At the time, this meal was a bright spot in a culinary landscape that otherwise consisted of pizza, chicken rolls, bagel sandwiches and malt liquor (not that there’s anything wrong with that). Today, this meal still remains a gold standard in my stable of weeknight suppers. This is the kind of dish every person should know how to make. In the time it takes to boil the pasta, the sauce can be completed. It’s creamy and tangy with a little kick of spice. It’s a satisfying and deceptively hearty meal that is both healthy and vegetarian. It might make people think you are a culinary mastermind when alls you really did was combine a few things in a sauté pan and boiled some pasta. I have subsequently prepared this meal for every new roommate I have ever had, usually in an effort to both satiate their hunger and dazzle them with my ingenuity. It usually works. I think.
Last night Michelle and I made this dish for dinner and as we sat down to eat, we couldn’t stop talking about how good it was and how it always makes us a little bit nostalgic. Every time I set about to make this for dinner I think “ah yes, this old thing” and then I take a bite and I think “damn. Why am I not eating this more often?” It’s that easy and it’s that good. We recommend pairing it with a simple salad and an episode of The Michael Vick Project on BET. Which for some reason outside of our control, is our new must-watch Thursday night show.

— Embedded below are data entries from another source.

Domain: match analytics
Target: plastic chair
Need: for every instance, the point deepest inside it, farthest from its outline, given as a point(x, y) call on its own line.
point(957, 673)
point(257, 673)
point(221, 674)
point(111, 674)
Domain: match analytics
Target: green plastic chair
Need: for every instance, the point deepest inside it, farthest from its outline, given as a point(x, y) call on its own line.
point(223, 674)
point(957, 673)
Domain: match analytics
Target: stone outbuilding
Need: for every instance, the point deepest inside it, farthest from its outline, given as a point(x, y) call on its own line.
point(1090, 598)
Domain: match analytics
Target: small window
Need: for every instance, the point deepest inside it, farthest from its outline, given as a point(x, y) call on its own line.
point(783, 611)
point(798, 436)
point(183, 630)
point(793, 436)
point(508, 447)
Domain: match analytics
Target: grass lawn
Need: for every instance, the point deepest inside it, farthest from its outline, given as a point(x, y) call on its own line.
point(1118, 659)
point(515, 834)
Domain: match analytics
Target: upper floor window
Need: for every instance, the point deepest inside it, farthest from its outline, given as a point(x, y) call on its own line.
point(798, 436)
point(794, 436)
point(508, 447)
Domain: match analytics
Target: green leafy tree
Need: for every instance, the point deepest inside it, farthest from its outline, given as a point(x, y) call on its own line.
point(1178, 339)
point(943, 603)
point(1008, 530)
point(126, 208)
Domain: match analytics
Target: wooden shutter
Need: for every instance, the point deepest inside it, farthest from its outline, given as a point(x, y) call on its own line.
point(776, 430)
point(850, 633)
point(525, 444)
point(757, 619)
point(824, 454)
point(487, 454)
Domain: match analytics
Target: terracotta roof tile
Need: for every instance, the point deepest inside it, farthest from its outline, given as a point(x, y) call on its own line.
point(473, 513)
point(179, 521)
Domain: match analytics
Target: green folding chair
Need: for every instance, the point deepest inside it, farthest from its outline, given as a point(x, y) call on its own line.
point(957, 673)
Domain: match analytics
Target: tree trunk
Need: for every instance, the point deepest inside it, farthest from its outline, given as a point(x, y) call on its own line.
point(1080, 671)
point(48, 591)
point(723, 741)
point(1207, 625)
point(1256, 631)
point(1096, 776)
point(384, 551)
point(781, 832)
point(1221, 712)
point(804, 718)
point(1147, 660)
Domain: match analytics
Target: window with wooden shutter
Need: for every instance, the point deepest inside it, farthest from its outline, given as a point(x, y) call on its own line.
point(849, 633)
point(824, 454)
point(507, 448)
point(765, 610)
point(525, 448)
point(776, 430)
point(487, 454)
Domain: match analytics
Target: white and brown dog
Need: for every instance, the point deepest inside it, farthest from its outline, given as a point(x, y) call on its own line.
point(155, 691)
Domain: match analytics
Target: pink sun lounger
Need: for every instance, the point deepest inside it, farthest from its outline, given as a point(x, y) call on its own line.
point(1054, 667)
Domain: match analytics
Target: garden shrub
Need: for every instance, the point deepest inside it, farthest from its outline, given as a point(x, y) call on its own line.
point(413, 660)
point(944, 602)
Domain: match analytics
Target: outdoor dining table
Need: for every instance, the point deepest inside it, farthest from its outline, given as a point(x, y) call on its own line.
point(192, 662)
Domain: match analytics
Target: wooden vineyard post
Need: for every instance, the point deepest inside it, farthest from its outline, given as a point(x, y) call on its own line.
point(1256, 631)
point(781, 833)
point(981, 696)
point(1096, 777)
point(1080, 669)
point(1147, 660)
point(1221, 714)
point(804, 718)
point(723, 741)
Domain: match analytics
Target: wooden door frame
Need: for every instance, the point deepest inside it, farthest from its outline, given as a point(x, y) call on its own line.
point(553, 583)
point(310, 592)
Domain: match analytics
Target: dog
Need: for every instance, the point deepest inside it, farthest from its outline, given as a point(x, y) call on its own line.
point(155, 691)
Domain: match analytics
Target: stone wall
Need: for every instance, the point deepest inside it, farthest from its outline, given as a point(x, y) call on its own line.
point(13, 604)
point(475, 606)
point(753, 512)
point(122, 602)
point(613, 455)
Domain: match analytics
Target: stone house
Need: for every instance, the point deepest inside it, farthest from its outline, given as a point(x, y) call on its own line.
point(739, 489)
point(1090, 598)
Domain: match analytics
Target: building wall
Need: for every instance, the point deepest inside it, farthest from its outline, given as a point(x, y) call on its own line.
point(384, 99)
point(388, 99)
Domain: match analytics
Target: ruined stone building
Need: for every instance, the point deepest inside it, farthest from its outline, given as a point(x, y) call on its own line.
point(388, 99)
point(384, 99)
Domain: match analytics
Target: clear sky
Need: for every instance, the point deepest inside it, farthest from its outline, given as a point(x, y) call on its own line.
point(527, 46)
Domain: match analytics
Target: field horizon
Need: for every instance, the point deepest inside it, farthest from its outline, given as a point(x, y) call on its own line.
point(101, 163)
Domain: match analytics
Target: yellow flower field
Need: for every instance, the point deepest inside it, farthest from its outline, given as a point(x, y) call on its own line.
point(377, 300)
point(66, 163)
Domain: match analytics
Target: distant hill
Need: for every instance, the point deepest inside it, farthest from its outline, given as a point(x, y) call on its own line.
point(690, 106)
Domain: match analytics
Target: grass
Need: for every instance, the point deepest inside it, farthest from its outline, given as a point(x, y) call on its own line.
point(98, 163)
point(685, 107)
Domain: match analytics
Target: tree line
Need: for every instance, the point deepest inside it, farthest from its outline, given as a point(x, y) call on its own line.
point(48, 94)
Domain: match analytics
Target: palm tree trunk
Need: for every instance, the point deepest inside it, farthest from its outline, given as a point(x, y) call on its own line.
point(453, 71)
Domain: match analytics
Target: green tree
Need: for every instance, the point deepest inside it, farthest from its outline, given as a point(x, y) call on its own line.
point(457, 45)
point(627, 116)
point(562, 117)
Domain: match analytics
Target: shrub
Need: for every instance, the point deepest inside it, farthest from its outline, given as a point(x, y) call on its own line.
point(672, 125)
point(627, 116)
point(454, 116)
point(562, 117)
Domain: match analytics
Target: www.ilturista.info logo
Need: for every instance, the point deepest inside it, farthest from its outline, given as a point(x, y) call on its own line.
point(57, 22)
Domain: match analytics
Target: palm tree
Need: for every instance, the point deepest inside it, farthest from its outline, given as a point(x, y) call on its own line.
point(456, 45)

tomato and artichoke pasta with creamy goat cheese
2-3 cloves minced garlic
1 small onion, diced
1 can whole, peeled tomatoes in sauce
1 jar marinated artichokes, drained
½ tsp crushed red pepper
1 tsp. dried basil
1 tsp. dried oregano
1 tsp. dried parsley
2-3 ounces goat cheese
Bring pasta water to boil. Meanwhile mince garlic and dice onion, open your tomatoes and drain the artichokes. Heat a few drizzles of olive oil in a skillet. Sauté onion and garlic over medium heat for a few minutes, until onion is translucent. Coarsely chop drained artichokes and add to pan, along with tomatoes in their juices. Once in the pan, mash the tomatoes into bite sized chunks, either with a potato masher or (carefully) with your big knife. Add salt, pepper and spices. If using fresh herbs in place of dried (which is a nice option when it’s not February and I actually have fresh herbs) simply up the portion to a tablespoon instead of a teaspoon. Truth be told here, I probably use a good deal more than a teaspoon, but add them to your degree. I add a few aggressive shakes of crushed red pepper and a palmful of the basil, just because I like them both here. Let your sauce simmer over medium to medium-low heat while the pasta cooks. This dish is best with a whole wheat spaghetti or rotini. I also really like to cook it with brown rice fusili, but the rice pasta can be a little mushy so avoid that if you’re not down with mushy pasta. Me personally, I am. When pasta is cooked, drain and dump into a large bowl. Add sauce, crumble half of goat cheese over and stir together, add other half of goat cheese and serve. Serve with additional goat cheese, if desired, or some sprinkled parmesan.
Another option with this dish is to add some diced sundried tomatoes. We did this last night and it was great. Just be sure to sauté the sundrieds with the onion and garlic so they have lots of time to soften.